Звук догнал не сразу. Ретранслятор, что-то звучно декламировавший (вот диво-то, кто же ночью радиоспектакли транслирует нынче?), поперхнулся, протянул "м-мнэ-э..." Вот этот голос, в отличие от гладкой речи чтеца, Нурназаров узнал.
- Даже так? - спросил кого-то Рыжий, - Ну ладно. "Он говорит: "Под окошком двор в колючих кошках, в мертвой траве, не разберешься, который век. А век поджидает на мостовой, сосредоточен, как часовой. Иди - и не бойся с ним рядом встать. Твое одиночество веку под стать. Оглянешься - а вокруг враги; руки протянешь - и нет друзей; но если он скажет: "Солги", - солги. Но если он скажет: "Убей", - убей". Мнэ-э... "А когда уплывем и утонем, поглядим, удивленно привстав, что там птицы клюют на бетоне и на прочих пустынных местах." "Улетает птица с дуба, ищет мяса для детей, провидение же грубо преподносит ей червей"... Не оттуда. Едем дальше. "Мы уходим сквозь туман, тень в тень, след в след, мы последний караван, никого за нами нет..." Романтики. "Как будто страшной песенки весёленький припев - идёт по шаткой лесенке, разлуку одолев. Не я к нему, а он ко мне - и голуби в окне... И двор в плюще, и ты в плаще по слову моему. Не он ко мне, а я к нему - во тьму, во тьму, во тьму".
- И давно этот концерт? - поинтересовался Нурназаров.

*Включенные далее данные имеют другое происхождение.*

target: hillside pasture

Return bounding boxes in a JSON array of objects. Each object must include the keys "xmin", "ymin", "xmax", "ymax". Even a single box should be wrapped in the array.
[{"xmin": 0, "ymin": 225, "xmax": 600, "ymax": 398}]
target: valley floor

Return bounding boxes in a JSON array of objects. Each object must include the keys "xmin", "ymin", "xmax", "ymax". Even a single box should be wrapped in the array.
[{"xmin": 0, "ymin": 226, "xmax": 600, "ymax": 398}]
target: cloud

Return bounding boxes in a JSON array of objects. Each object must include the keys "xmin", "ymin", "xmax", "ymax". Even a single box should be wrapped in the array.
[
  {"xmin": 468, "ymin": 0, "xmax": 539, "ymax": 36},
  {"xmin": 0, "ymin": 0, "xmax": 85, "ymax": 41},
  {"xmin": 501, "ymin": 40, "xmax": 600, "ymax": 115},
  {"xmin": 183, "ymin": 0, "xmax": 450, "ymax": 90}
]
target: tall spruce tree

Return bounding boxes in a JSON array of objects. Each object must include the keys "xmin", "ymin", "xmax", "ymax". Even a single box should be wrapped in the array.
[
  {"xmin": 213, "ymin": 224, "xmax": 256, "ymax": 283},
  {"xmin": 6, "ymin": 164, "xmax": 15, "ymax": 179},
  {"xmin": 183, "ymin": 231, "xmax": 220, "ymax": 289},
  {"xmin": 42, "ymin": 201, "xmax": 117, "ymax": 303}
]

- Четвертый час пошел. Они, видно, речи читать привычные... - откликнулся регистратор, приникая к планшету. - Седьмой лист, господин следователь!.. Иное даже и ничего.
Во тьму, во тьму, во тьму...
- Переведите его в обычную камеру, - велел Рустам.

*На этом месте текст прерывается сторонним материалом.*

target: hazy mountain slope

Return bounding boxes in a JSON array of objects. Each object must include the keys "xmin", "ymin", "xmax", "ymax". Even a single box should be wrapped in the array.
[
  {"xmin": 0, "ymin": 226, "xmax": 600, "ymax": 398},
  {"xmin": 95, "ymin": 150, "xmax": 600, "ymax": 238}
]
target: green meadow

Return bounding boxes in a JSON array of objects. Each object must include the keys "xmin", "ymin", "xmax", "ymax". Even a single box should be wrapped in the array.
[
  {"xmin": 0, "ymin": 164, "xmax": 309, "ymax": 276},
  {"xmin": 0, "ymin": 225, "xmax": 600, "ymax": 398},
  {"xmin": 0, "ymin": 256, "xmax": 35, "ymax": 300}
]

- Простите, господин следователь, не могу. - Унтер медленно встал и так же медленно вытянулся во фрунт. - Права не имею. Его Высокопревосходительства приказ. Если он отменит, тогда с радостью.
- "Шагами измеряют пашни, а саблей - тело человеческое. Но вещи измеряют вилкой", - сказал ретранслятор и добавил: - А ничего.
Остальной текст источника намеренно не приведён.